An information crisis! The crisis is in the news and on social media. I won’t take a side as there is good evidence of bias all around us, no matter your persuasion. But, we must realize the agendas today are strong enough for recognized personalities to lie, alter the truth, and distort facts. Could their interest be fame? And why they’re selfish wanting ratings and not sharing meaningful information that will help our country in time of need.
Not too long ago, times seemed different to me. For example, I was a regular observer of “Meet the Press” with Tim Russert. At the time, I felt he reported fairly, and I enjoyed watching the differing views on various political topics. I was okay with David Gregory for a time, but never really got too excited about watching his program. Then, when Chuck Todd became host, I stopped watching altogether and have never participated again. I found him to be incapable of a fair or intelligent discussion.
Just yesterday, I watched a segment that emphasized the length; some are willing to distort facts in representing our current leaders. Dan Crenshaw, Navy Seal, and member of Congress, talked with Bill Maher, Comedian about President Trump. It was a post on LinkedIn that caught my attention (thank you to whoever posted it).
I am not an observer of Maher, nor do I know much about Crenshaw, so it was interesting for me to watch. Dan admits Trump has faults, but his policies and love of our country are what lead him in his support. Bill, by stating his feelings toward Trump, “he does nothing but pass the buck, lie, finger point, and shirk responsibility,” should be considered biased or closed-minded on Trump’s intentions. That, unfortunately, is our media today!
It is through watching this segment a few things have reignited in my mind that I want to share:
- Anyone that is recorded daily in lengthy conversations can be taken out of context.
- When we are compared to perfection, we fail.
- The context of our statements is critical.
- If we hear accusations, ask yourself, was their goal to make someone look bad, or get to the truth?
- And, base facts on what we knew at the time statements were made.
I sense observation of these ideas will help us choose who we listen to and guide us on how we report what we have heard.
Our President is an optimistic man, perhaps overly confident at times where he can be misunderstood in his honest efforts to lead. These traits make him an unusual target. If I understand his style, it helps me appreciate his intent.
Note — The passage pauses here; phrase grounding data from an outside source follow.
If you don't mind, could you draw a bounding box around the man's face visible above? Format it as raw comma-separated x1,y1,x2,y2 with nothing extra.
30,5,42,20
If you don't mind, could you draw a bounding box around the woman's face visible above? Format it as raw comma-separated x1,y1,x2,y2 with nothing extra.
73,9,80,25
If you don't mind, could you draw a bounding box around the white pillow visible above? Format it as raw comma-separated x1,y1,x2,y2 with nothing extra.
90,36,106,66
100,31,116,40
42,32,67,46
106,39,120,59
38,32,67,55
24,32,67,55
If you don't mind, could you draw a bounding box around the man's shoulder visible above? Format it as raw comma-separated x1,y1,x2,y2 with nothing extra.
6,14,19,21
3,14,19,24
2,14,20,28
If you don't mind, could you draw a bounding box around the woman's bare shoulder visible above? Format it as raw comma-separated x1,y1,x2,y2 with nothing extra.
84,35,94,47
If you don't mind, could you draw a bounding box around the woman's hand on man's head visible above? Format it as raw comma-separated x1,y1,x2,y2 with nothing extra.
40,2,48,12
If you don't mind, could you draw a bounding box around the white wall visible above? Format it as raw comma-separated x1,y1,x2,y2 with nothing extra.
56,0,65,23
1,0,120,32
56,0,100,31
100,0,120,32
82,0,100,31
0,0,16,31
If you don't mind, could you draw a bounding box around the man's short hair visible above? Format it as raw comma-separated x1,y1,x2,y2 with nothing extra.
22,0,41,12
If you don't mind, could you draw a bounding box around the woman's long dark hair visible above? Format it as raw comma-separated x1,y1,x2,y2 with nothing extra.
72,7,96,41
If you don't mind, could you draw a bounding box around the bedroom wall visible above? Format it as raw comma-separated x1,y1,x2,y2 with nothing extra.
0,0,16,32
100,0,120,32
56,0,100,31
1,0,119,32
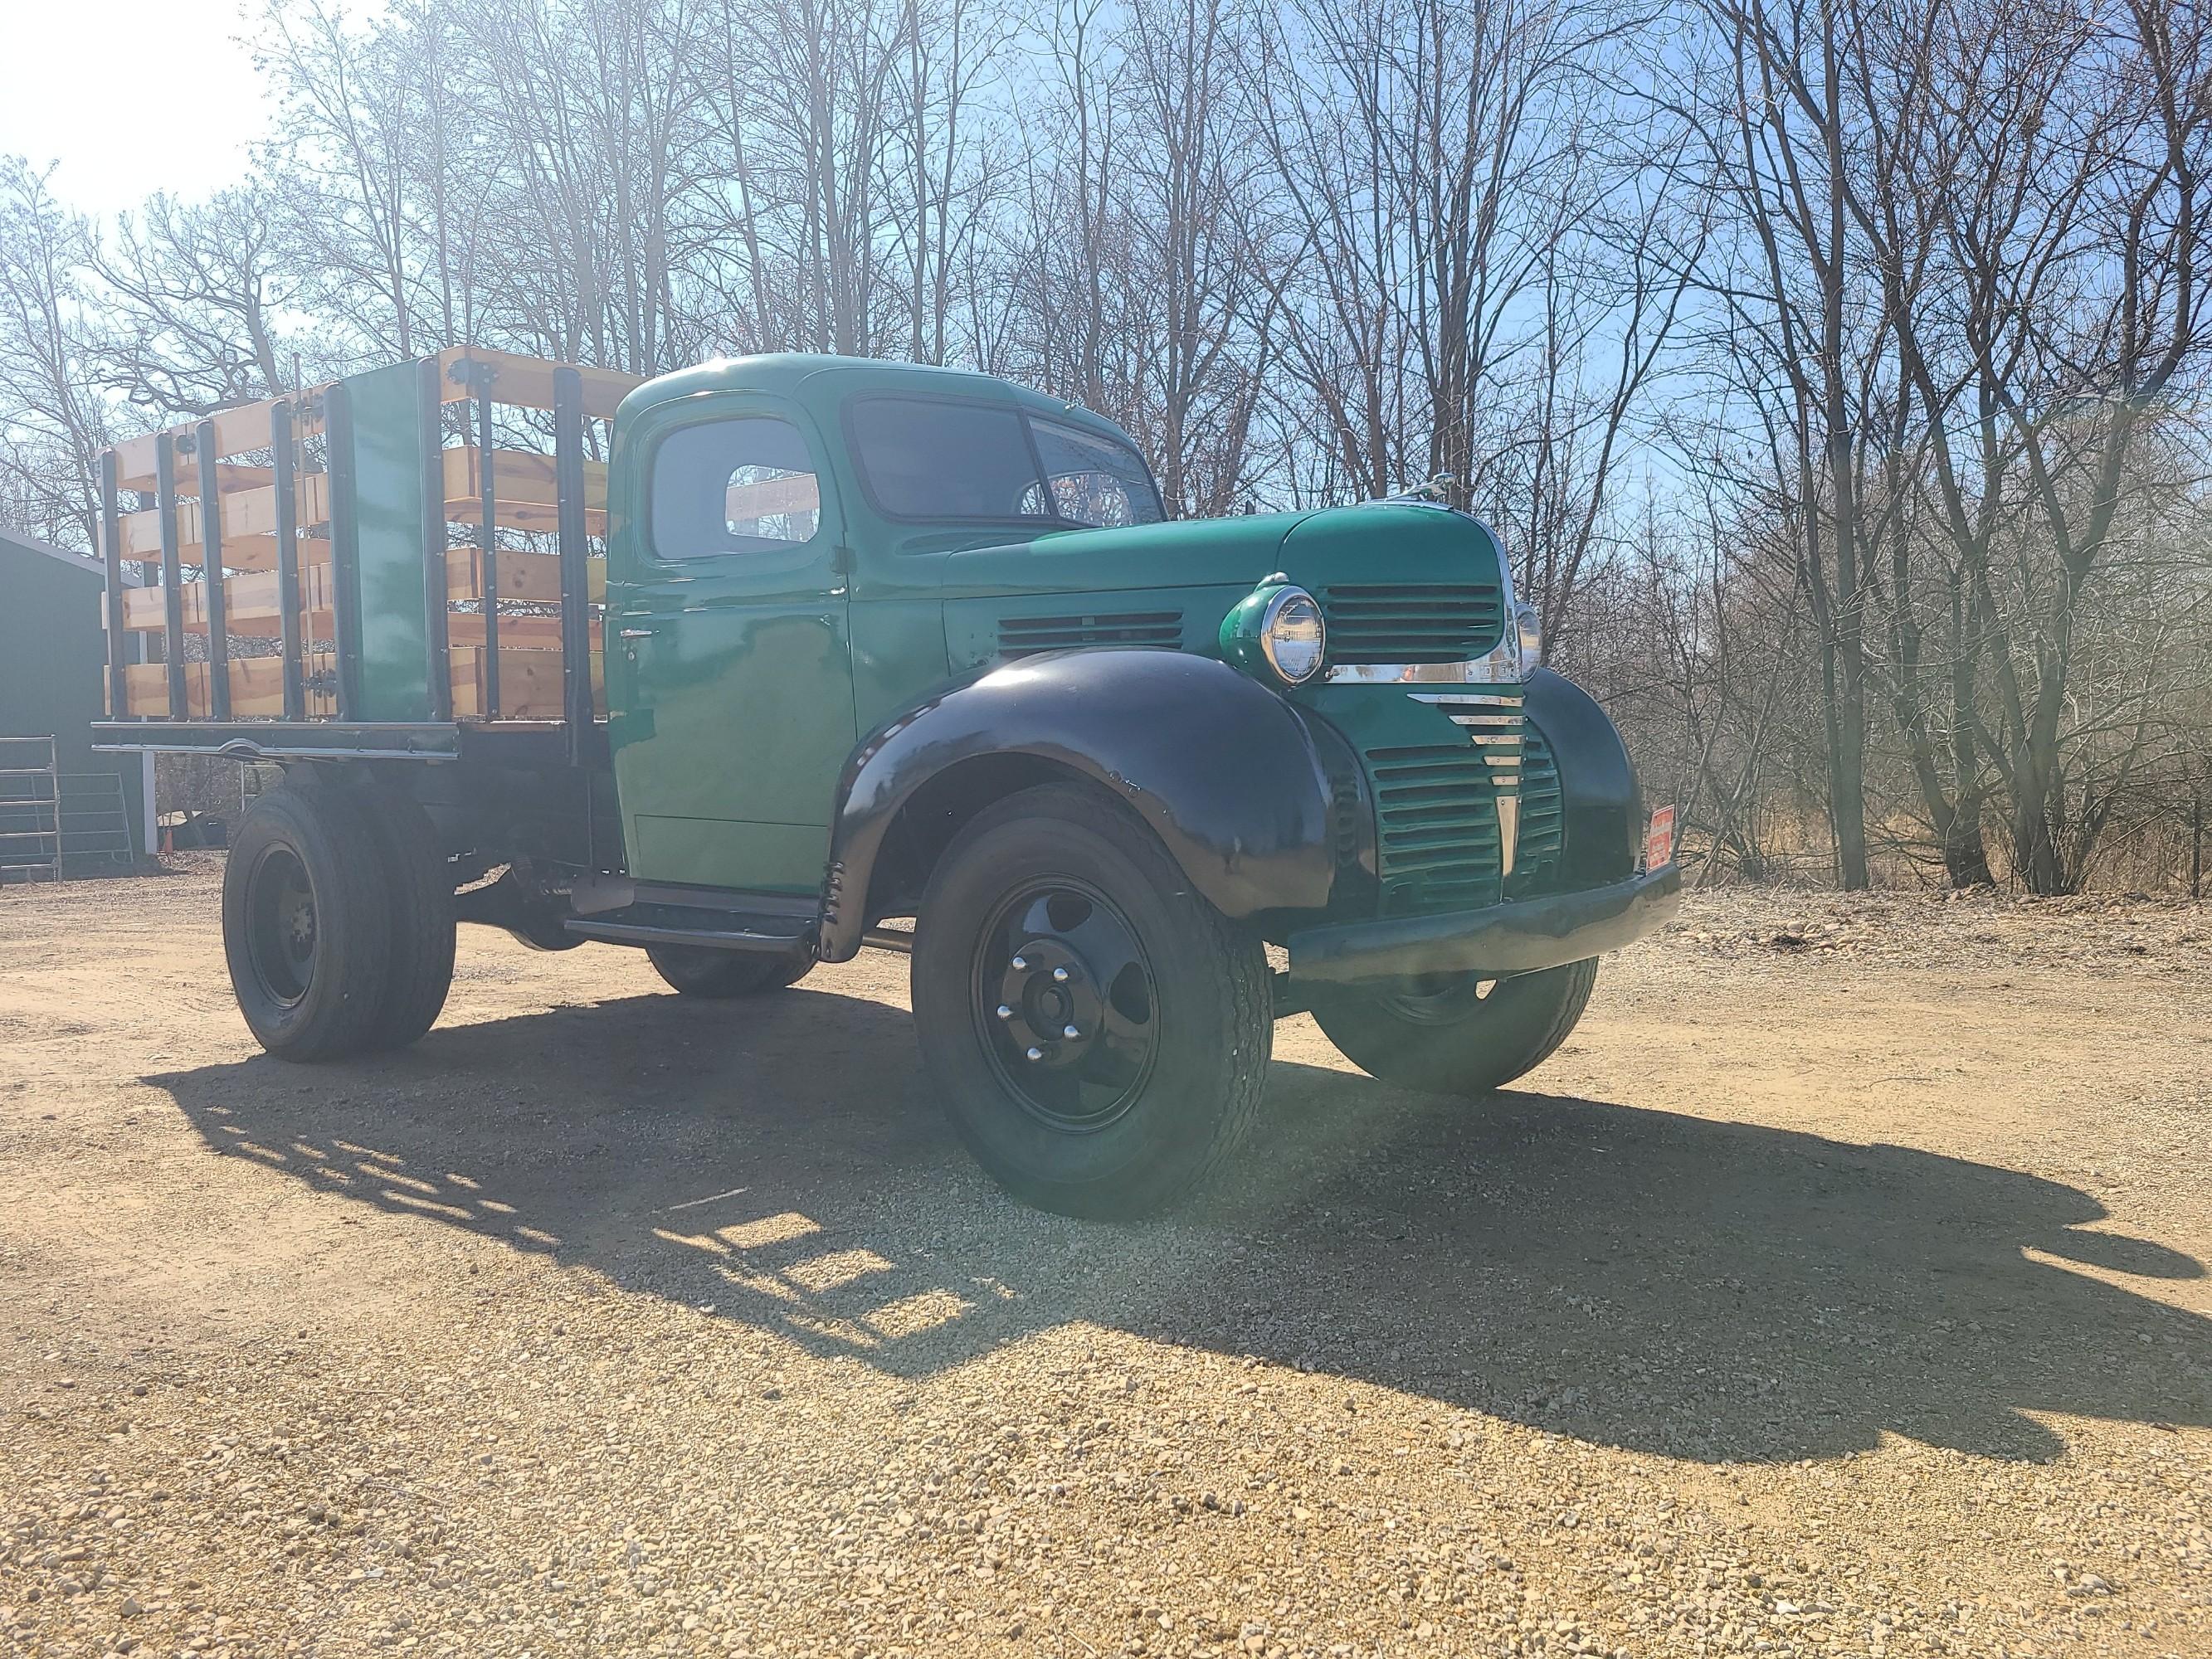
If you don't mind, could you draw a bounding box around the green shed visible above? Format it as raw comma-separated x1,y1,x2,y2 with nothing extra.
0,527,150,878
I feel he loves our country and shows an uncanny willingness to make personal sacrifices for our country’s success. We need to concentrate on more policy and less on personality. Our country is only as good as our healthy debate on issues we care about, not by systematically dismantling those who were elected to represent us.
I don’t know a single person who is filled with enough hate for an individual, that they are willing to sacrifice our country to prove a point. I hope we see through those who appear to be different.